Tanto poco bastava e non è stato fatto. Non solo. Nessun commissario si è peritato di ricordare a Barbagallo che quando la Banca d’Italia e la vigilanza hanno voluto, hanno fatto uso preventivo del commissariamento: è accaduto ad esempio con la piccola Bene Banca, senza che ricorressero i gravi presupposti previsti dal Testo unico bancario, ossia la presenza di gravi perdite patrimoniali e/o a gravi irregolarità. Quando l’istituto di Bene Vagienna è stato commissariato (aprile 2013) godeva di ottima salute, come testimoniano anche i dati di bilancio: al 31 dicembre 2012 il margine operativo lordo era positivo per 12,6 milioni (+237% rispetto al 2011), il Roe era del 16,03%, le sofferenze ammontavano al 7% del totale crediti (la media delle banche era del 9,4%). Anche le gravi irregolarità non le ha viste nessuno e il commissariamento è durato appena 13 mesi, il più breve della storia. Una vicenda, quella di Bene Banca, che spiega come in realtà i margini di discrezionalità della Banca d’Italia sono sempre stati ampi e la scelta se commissariare o meno è sempre stata essenzialmente solo una scelta politica: forti con i deboli, i piccoli, gli ininfluenti, attendisti e prudenti in tutte le situazioni in cui vi sono invece interessi forti, intrecci di potere, peso politico. Non a caso, come detto dallo stesso Barbagallo, le quattro banche (ma il discorso si potrebbe estendere anche alle venete, per non parlare di Mps) sono state commissariate come ultima ratio e quando ormai era evidentemente troppo tardi.
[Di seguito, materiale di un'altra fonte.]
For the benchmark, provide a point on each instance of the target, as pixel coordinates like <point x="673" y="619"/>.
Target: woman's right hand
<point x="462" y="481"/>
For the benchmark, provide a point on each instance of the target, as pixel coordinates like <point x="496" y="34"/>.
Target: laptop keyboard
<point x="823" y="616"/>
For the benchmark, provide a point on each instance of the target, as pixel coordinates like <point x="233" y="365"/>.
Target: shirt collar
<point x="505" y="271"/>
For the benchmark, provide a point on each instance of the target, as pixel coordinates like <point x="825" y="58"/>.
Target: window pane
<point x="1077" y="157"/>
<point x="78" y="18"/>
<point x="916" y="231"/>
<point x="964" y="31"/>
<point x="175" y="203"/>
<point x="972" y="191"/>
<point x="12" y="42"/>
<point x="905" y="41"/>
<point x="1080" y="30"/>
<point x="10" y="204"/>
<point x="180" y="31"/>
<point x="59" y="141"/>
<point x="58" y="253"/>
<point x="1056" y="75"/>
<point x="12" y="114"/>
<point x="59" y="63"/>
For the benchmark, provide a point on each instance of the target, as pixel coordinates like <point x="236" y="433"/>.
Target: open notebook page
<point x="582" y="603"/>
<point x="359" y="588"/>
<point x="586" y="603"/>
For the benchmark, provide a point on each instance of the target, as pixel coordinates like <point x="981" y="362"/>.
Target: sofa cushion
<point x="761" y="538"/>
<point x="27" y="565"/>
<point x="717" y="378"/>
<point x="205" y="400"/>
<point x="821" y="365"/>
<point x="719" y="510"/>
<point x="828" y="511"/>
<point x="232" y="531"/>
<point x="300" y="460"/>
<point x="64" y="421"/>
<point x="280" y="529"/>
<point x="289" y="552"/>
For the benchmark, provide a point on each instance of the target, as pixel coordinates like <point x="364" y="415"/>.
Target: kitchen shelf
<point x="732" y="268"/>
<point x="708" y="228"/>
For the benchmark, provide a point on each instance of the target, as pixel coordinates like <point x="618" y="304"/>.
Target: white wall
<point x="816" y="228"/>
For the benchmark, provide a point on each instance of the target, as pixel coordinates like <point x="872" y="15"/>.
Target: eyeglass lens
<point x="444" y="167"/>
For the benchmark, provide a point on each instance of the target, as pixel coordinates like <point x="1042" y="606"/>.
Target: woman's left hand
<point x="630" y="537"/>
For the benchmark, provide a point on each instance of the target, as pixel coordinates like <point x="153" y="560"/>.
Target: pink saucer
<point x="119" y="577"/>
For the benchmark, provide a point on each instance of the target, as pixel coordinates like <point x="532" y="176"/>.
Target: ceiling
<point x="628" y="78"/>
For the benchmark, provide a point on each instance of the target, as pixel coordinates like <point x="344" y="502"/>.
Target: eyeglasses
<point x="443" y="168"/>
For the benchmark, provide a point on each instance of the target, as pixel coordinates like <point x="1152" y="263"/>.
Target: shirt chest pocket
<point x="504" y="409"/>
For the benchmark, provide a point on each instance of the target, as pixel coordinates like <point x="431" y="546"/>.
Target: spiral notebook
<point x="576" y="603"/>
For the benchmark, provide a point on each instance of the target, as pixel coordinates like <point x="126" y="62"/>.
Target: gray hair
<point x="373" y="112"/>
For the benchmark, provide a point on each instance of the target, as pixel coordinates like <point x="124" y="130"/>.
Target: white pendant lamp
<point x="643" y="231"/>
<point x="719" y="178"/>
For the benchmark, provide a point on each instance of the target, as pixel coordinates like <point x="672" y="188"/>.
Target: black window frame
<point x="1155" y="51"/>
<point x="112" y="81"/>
Nel corso dell’audizione Barbagallo ha poi sottolineato che Via Nazionale non ha “né chiesto, né incoraggiato, né tantomeno favorito la Popolare di Vicenza ad acquisire Banca Etruria” e che quando l’istituto guidato da Gianni Zonin espresse interesse ad acquisire la popolare dell’Etruria, cioè nel giugno 2014, “per noi la situazione di Vicenza in quel momento risaliva all’ultima ispezione del 2012 da cui emergeva un’ampia capienza patrimoniale, senza una rischiosità enorme. Era una banca nella media. Solo con il comprehensive assessment del 2014 scopriamo una situazione diversa”. Dev’essere per questo che, proprio nel 2014, la Banca d’Italia cederà alla Popolare di Zonin Palazzo Repeta, la sede vicentina dell’istituto centrale, per ben 9 milioni di euro, la stessa cifra alla quale nei cinque anni precedenti Bankitalia aveva tentato inutilmente di venderla.